Besuchsziel:

Ludvika gammelgård & gruvmuseum
Heimatmuseum und Grubenmuseum.


Öffnungszeiten:
Besuch auch auf eigene Faust.
Gut beschildert. Das Gebiet
ist im Sommer geöffnet.
Sommercafé. Führung buchen
per +46 (0)240-100 19.
Mineralausstellung +46 (0)240 150 69. Ekomuseum Bergslagen Kantzlei und Besuchszentrum +46 (0)240-66 30 82.
Auskunftsbüro +46 (0)240-860 50.
Auskunft im Auskunftsbüro in: Ludvika & Smedjebacken.
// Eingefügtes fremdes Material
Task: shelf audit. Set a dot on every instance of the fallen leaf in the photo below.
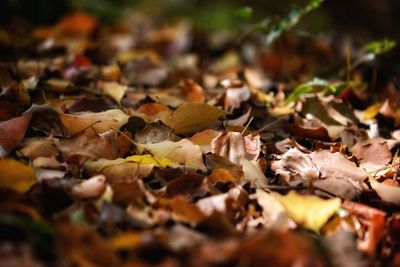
(100, 121)
(39, 147)
(149, 159)
(90, 188)
(373, 153)
(252, 173)
(77, 23)
(12, 132)
(88, 144)
(16, 175)
(112, 89)
(184, 152)
(230, 145)
(386, 192)
(194, 117)
(310, 211)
Wasserrad, Schmiede, Gebäudepflege, Holzhäuser, Garten

In den Jahren um 1920 herum erwarb der Schriftsteller Karl-Erik Forslund im Namen des Heimatmuseums in Ludvika den Öberska Bergmansgården mit Ahnen vom 16.Jahrhundert. Dieses Haus ist seitdem ein Heimatmuseum und Museum mit interessantem Interieur und bewahrten Wirtschaftsgebäuden.
Herr Forsslund hatte aber noch mehr im Sinn. Er begann zusammen mit Ingenieur Gustav Björkman Gebäude, Maschinen und Geräte von stillgelegten Gruben in der Gegend einzusammeln. Die meisten dieser Fabrikanlagen wurden im letzten Augenblick gerettet. So entstand Ludvika Gruvmuseum, und war, als dieses im Jahr 1938 eröffnet wurde, das erste industriegeschichtliche Openair- Museum der Welt.

Dieser Platz ist ein Besuch wert, um sich hier ein komplettes Gestänge anzusehen, das die Kraft von einem Wasserrad kürzere oder längere Strecken zu den Aufzugvorrichtungen und Wasserpumpen an der Grubenkante überführte. Der Zweck mit diesem war die Gruben zu lenzen.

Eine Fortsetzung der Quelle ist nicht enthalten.